Aan de voorkant van een stroomlijn ontstaat een drukkracht die verlies oplevert, maar de krachten op de staartpunt hebben een kleine voorwaartse component, die een deel van het drukverlies compenseert. Dit is ook de functie van een staart-stroomlijn, die bij ligfietsen vaak wordt toegepast. De vorm van deze stroomlijnprofielen is natuurlijk grondig bestudeerd. Ideaal is een afgeplatte vorm van FIG.4a; deze algemene vorm, de ronding voor en het spitse staartpuntje, moet behouden blijven.
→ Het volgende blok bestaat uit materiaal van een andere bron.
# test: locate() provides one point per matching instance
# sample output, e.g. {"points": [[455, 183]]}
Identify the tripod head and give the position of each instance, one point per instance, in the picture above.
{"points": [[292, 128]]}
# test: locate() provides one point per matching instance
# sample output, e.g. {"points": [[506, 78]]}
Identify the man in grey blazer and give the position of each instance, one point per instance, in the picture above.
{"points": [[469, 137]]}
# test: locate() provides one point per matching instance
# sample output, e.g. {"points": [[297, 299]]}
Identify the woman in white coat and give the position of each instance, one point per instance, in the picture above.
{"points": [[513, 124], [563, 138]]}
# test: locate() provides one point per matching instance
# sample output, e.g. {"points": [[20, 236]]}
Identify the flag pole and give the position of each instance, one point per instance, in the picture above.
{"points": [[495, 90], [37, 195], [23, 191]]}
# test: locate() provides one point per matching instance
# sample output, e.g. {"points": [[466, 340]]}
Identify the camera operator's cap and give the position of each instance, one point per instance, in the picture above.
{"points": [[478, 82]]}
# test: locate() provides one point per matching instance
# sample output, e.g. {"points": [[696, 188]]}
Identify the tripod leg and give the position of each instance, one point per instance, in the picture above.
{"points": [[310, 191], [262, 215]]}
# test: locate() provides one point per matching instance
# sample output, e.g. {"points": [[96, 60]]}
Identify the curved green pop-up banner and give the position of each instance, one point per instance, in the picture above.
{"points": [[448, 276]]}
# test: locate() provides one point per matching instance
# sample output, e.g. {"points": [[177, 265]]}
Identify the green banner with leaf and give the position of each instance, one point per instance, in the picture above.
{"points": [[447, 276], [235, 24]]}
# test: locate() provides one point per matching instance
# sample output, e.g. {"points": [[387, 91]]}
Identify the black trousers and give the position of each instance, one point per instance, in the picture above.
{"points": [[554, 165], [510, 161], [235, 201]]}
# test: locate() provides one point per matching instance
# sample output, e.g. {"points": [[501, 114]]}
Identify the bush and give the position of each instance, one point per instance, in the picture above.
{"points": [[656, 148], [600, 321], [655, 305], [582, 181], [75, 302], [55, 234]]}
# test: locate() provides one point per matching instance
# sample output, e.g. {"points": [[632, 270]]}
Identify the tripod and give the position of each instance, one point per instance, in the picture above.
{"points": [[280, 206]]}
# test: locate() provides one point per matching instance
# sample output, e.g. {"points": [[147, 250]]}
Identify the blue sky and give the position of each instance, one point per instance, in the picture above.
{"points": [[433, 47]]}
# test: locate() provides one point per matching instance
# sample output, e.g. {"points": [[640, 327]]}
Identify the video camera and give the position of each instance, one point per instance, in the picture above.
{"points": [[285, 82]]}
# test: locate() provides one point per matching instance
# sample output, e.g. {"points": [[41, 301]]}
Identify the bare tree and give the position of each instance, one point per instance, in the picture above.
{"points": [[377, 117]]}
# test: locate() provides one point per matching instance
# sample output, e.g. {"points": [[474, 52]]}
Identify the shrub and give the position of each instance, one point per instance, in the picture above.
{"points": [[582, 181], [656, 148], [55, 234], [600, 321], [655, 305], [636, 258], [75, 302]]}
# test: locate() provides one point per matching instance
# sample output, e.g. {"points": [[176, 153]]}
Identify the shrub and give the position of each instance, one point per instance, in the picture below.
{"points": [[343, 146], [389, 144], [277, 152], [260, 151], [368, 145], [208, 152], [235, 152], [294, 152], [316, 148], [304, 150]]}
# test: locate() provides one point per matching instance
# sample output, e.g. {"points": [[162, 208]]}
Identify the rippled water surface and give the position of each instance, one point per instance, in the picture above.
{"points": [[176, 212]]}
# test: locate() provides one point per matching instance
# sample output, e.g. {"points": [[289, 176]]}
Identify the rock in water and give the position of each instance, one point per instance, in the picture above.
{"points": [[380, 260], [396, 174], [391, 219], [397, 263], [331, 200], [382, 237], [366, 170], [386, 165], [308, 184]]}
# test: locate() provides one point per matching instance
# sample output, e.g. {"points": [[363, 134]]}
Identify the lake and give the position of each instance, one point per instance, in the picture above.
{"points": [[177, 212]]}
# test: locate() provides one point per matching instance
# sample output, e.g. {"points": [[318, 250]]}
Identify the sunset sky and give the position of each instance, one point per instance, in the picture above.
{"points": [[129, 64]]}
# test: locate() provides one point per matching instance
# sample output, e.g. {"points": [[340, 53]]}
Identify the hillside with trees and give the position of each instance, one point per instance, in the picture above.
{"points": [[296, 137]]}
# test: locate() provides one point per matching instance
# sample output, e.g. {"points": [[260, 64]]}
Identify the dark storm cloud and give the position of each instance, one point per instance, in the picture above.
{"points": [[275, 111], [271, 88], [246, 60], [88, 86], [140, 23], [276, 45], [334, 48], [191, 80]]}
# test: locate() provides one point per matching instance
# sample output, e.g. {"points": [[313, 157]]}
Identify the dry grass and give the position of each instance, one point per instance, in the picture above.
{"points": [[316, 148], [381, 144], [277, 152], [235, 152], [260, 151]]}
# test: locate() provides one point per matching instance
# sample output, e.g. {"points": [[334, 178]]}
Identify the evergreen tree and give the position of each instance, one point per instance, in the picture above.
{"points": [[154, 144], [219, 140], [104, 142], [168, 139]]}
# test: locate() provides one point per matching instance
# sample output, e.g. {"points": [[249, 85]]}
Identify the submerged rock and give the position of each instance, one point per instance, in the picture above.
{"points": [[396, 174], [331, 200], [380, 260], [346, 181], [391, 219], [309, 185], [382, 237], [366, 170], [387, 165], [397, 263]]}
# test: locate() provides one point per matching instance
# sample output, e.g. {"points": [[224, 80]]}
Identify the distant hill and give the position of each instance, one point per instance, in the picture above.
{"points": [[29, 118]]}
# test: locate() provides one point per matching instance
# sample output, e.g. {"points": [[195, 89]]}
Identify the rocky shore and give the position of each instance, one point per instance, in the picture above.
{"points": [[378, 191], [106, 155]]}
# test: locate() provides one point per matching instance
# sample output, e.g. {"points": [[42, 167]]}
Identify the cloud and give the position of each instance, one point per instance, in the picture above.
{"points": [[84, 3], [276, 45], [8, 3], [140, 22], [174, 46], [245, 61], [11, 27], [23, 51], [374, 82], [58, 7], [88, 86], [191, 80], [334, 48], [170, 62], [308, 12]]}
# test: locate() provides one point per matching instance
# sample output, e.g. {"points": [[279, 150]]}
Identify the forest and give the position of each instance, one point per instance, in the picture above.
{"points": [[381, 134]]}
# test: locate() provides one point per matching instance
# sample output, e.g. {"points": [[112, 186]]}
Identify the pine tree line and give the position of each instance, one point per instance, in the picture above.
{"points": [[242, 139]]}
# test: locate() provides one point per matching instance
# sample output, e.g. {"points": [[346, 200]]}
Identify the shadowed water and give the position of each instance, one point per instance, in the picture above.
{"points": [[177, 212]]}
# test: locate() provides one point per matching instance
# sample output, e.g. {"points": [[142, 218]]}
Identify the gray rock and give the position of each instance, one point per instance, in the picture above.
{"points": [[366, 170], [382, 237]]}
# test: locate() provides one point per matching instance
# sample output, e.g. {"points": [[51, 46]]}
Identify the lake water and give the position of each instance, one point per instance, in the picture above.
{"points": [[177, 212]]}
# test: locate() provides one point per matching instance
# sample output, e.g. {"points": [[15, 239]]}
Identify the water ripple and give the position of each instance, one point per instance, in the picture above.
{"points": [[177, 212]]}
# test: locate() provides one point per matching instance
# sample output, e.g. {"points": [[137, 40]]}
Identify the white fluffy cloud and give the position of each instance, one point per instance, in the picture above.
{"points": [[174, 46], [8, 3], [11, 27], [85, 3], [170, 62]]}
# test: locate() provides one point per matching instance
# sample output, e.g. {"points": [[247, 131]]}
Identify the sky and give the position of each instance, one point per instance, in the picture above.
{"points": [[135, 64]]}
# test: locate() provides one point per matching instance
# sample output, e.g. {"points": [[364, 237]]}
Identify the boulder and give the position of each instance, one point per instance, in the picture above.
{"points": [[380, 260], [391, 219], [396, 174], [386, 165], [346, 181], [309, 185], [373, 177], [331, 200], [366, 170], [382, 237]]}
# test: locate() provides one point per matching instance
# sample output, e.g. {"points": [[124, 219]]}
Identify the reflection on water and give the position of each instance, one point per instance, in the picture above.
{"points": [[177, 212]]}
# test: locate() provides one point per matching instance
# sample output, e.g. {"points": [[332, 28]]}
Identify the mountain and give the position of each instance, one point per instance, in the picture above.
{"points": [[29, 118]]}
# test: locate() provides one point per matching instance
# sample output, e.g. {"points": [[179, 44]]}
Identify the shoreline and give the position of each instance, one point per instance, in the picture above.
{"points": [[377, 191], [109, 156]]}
Een gestroomlijnde recordfiets zal net voldoende breed moeten zijn om de coureur erin te persen. Het ontwerpen van stroomlijnen is keuzes maken; bij recordvoertuigen zijn de keuzes grotendeels bepaald door de wetten van de aerodynamica. Vooral tweewielers zijn erg zijwindgevoelig, zie FIG.4c. Bij schuine wind zal aan de lijzijde een resulterende kracht ontstaan, met een grote naar de zijkant gerichte, en een kleine naar voren gerichte component (zeileffect). De rijder zal daarop reageren door "tegen de wind te hangen"; elke verstoring van dit evenwicht, door bebouwing of een passerende auto, zal stuurreacties opleveren. De meeste productiestroomlijners zijn daarom velomobielen; maar ook de Alleweder wordt bij windkracht 9 erg gevoelig voor turbulenties van gebouwen en passerende vrachtwagens! Het frontaal oppervlak van deze voertuigen is circa  0,4 tot 0,5m². De Mango (FIG.4b) heeft een afgekorte staart en open wielkasten, de Cw -waarde is 0,3; de Quest is "made for speed": geen compromis; de Cw -waarde is 0,22. Het afkappen van de staartpunt bij de Mango, levert beperkt verlies, naar de uitvinder heet dit wel een Kamm-tail; we zien het ook bij framebuizen.

 

  Hoe ziet  een goede stroomlijn eruit?  De optimale verhouding tussen de breedte en lengte van het profiel is circa 1: 4 of 1: 5. De maximale breedte moet op ongeveer een derde van de lengte liggen. Maak het frontaal oppervlak zo klein mogelijk. Zorg dat de wielen de vorm zo min mogelijk verstoren, d.w.z. trek de stroomlijn zover mogelijk naar beneden door. Alle gaten in de stroomlijn verslechteren de Cw-waarde van het voertuig. Een driewieler kan makkelijk stil blijven staan; een tweewieler heeft daarvoor hulpstukken nodig. Traditioneel gebruikt men daar voeten voor, via gaten of dicht klappende luikjes in de omhulling; steunwieltjes (zie FIG.6b) voldoen niet altijd. Een recordfiets kan niet praktisch zijn, want dan rij je geen records. Alle gaten in de stroomlijn moeten vermeden worden, want ze kosten energie. De rijder kan niet zelfstandig stoppen en starten, omdat de stroomlijn dicht getapet is. Zelfs het kleine ademhalingsluikje gaat tijdens de laatste driehonderd meter dicht. De laatste honderden meters gaan met ± 35m per seconde en zijn binnen tien seconden afgeraffeld. De vormfactor (Cw -waarde) van deze machines ligt in de buurt van de 0,1; het frontale oppervlak is ± 0,25 m² voor een tweewieler, en 0,40 m² voor een driewieler. Met een driewieler rijd je geen records meer. 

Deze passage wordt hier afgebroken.